Segmentation result of the MBD. Probability maps of results using the raw image alone and using the raw image along with feature augmentation using wavelet filtering is shown in (a) and (b) and corresponding segmentation results using the watershed algorithm on the probability maps are shown in (c) and (d). Training and testing was done on separate images.

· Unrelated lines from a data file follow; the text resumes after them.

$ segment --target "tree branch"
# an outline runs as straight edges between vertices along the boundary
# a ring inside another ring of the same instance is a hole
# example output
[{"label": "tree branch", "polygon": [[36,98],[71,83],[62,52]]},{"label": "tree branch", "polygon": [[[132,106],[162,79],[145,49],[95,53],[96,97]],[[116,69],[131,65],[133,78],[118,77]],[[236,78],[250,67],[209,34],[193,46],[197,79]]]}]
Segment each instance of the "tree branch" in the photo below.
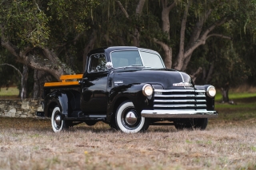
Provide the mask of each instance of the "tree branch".
[{"label": "tree branch", "polygon": [[120,2],[120,1],[115,0],[115,2],[118,4],[119,7],[121,8],[122,11],[123,12],[123,14],[125,14],[126,17],[127,18],[129,18],[129,14],[127,13],[127,11],[126,10],[126,9],[123,7],[123,6],[122,5],[122,3]]},{"label": "tree branch", "polygon": [[16,70],[18,71],[18,73],[22,77],[22,72],[21,72],[18,69],[17,69],[14,65],[10,65],[10,64],[7,64],[7,63],[0,64],[0,65],[5,65],[13,67],[13,68],[14,68],[14,69],[16,69]]},{"label": "tree branch", "polygon": [[206,38],[207,38],[207,35],[210,31],[212,31],[214,28],[216,28],[218,26],[222,25],[223,23],[226,22],[229,20],[230,19],[226,17],[222,18],[222,19],[217,21],[212,26],[210,26],[207,29],[206,29],[206,30],[200,36],[199,39],[194,42],[193,44],[191,45],[191,47],[190,49],[188,49],[187,50],[186,50],[186,52],[184,53],[184,57],[186,58],[186,57],[189,57],[195,49],[197,49],[201,45],[205,44]]},{"label": "tree branch", "polygon": [[145,0],[139,0],[138,3],[137,5],[137,8],[136,8],[136,14],[138,14],[138,15],[142,14],[144,4],[145,4]]},{"label": "tree branch", "polygon": [[226,36],[226,35],[222,35],[222,34],[210,34],[210,35],[207,36],[206,39],[207,39],[208,38],[210,38],[210,37],[219,37],[219,38],[222,38],[232,40],[232,38],[231,38],[231,37]]}]

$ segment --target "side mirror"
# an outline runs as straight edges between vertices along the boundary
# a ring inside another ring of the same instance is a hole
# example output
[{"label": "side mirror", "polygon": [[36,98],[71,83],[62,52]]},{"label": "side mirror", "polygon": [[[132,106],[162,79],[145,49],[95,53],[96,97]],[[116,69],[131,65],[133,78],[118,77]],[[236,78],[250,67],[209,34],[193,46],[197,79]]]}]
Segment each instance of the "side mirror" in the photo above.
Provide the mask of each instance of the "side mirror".
[{"label": "side mirror", "polygon": [[112,62],[107,62],[107,63],[106,63],[106,69],[113,69],[113,64],[112,64]]}]

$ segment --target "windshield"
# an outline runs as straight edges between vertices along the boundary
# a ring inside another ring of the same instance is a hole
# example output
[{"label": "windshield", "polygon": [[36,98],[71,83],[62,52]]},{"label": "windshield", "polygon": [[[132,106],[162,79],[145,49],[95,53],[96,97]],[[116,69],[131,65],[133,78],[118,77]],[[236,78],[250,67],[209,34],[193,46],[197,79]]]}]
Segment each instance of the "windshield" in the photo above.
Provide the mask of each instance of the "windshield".
[{"label": "windshield", "polygon": [[156,53],[141,51],[141,55],[146,67],[159,68],[163,69],[164,65],[162,62],[161,57]]},{"label": "windshield", "polygon": [[155,53],[145,51],[139,53],[138,50],[114,51],[111,53],[111,61],[114,68],[145,66],[162,69],[164,65],[160,57],[160,56]]}]

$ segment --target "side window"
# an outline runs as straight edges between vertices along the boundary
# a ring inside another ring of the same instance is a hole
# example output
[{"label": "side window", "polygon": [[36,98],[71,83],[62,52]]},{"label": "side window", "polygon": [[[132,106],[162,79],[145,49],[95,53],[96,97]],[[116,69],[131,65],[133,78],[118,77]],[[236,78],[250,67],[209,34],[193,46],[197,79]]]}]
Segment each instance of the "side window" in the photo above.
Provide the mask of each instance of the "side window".
[{"label": "side window", "polygon": [[104,53],[93,54],[90,57],[89,73],[106,71],[106,57]]}]

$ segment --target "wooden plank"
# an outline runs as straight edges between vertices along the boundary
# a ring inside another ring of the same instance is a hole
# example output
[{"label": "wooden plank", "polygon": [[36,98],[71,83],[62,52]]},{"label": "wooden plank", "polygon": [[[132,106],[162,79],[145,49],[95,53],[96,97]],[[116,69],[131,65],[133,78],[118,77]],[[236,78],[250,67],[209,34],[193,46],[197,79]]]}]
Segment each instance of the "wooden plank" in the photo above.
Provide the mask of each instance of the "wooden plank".
[{"label": "wooden plank", "polygon": [[79,85],[78,81],[65,81],[65,82],[50,82],[45,83],[45,87],[50,86],[62,86],[62,85]]},{"label": "wooden plank", "polygon": [[74,75],[62,75],[59,79],[60,80],[70,80],[70,79],[81,79],[82,77],[82,74],[74,74]]}]

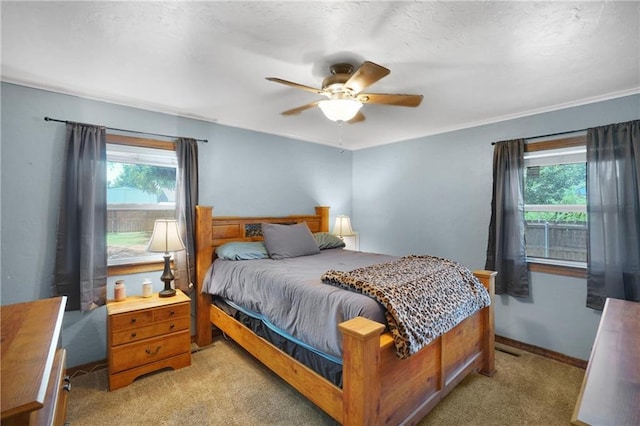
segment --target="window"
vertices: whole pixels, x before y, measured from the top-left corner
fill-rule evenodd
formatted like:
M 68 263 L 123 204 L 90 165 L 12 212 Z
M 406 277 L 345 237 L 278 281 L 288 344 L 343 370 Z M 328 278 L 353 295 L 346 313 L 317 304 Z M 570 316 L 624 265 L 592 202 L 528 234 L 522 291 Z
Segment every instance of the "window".
M 163 148 L 150 147 L 153 144 L 145 141 Z M 162 255 L 147 252 L 146 246 L 156 219 L 175 218 L 173 149 L 173 144 L 162 141 L 107 135 L 109 266 L 162 260 Z
M 529 144 L 524 165 L 527 260 L 586 268 L 584 137 Z

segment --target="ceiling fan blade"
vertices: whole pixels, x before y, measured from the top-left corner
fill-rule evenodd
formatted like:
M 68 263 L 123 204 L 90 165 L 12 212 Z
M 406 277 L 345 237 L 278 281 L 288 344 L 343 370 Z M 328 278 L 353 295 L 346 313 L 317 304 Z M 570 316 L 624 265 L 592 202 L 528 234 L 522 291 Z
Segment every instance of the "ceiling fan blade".
M 287 111 L 282 112 L 282 115 L 296 115 L 296 114 L 300 114 L 302 111 L 306 111 L 310 108 L 313 108 L 314 106 L 318 105 L 318 102 L 320 101 L 315 101 L 315 102 L 311 102 L 310 104 L 306 104 L 306 105 L 302 105 L 299 106 L 297 108 L 293 108 Z
M 358 111 L 358 113 L 351 120 L 347 121 L 347 123 L 356 124 L 364 120 L 365 120 L 364 114 Z
M 315 93 L 315 94 L 318 94 L 318 95 L 324 95 L 324 92 L 321 89 L 315 89 L 315 88 L 310 87 L 310 86 L 305 86 L 304 84 L 294 83 L 292 81 L 283 80 L 283 79 L 277 78 L 277 77 L 265 77 L 265 78 L 267 80 L 273 81 L 275 83 L 280 83 L 280 84 L 284 84 L 286 86 L 295 87 L 296 89 L 306 90 L 307 92 Z
M 353 90 L 354 93 L 360 93 L 390 72 L 389 69 L 382 65 L 365 61 L 344 85 Z
M 361 93 L 358 100 L 363 104 L 382 104 L 417 107 L 422 102 L 422 95 L 401 95 L 389 93 Z

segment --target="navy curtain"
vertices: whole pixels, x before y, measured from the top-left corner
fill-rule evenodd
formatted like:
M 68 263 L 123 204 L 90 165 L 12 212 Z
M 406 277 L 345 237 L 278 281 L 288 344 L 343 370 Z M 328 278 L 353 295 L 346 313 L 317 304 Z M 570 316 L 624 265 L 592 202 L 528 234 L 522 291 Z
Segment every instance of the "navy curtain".
M 640 301 L 640 120 L 587 131 L 587 306 Z
M 485 269 L 497 271 L 496 294 L 529 296 L 525 253 L 524 139 L 496 142 Z
M 190 292 L 195 286 L 194 224 L 198 204 L 198 142 L 191 138 L 176 141 L 176 217 L 185 250 L 176 253 L 175 286 Z
M 67 296 L 67 310 L 106 303 L 106 177 L 105 128 L 67 123 L 53 286 L 54 295 Z

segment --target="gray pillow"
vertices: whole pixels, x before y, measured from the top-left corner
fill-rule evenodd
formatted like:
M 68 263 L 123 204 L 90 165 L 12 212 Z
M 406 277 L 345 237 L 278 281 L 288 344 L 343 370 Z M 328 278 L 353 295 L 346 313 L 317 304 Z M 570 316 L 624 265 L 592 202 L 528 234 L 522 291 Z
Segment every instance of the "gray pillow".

We compared the execution speed of the CBA method with our deep neural network approach. A direct comparison of the CBA method with the proposed method is not possible since CBA is a CPU based algorithm while the proposed method is GPU based. For the comparison, we used the faster version of CBA [14]. We found that the CBA method took 1.86 s to segment the EPD of size \(860\times 860\) on a laptop with quad core Intel(R) Core(TM) i7 CPU running at 2.7 GHz with 8 Gb RAM on Ubuntu 14.04. The proposed approach took 0.91 s to segment the same image on a workstation with six core Intel(R) Core(TM) i7 CPU running at 3.50 GHz with 32 Gb RAM and a Nvidia Titan X GPU on Ubuntu 14.04.

4 Conclusion and Future Work

In this work, we have modified an existing FCNN and augment the input layer with hand-crafted features to improve the performance. We used an existing method to generate the ground truth semi-automatically, for training our FCNNs. We showed that modality transfer learning is possible by training the FCNN on one imaging modality, such as phase contrast microscopy images and test on a different modality, such as fluorescence microscopy images. We also showed that our proposed feature augmentation technique improved the segmentation of cells on three different datasets. The previous state-of-the-art method (CBA) fails in finding cells that do not have an elliptical shape, while the proposed FCNN does not have such restrictions. It should be noted that these irregularly shaped cells were not part of the training set, and we believe that the success is due to the ability of the FCNN to identify the local structures that enables better segmentation of individual cells. In the future, we plan to use other features for improved segmentation accuracy for unstained cultured cells and use the segmentation results for cell tracking applications.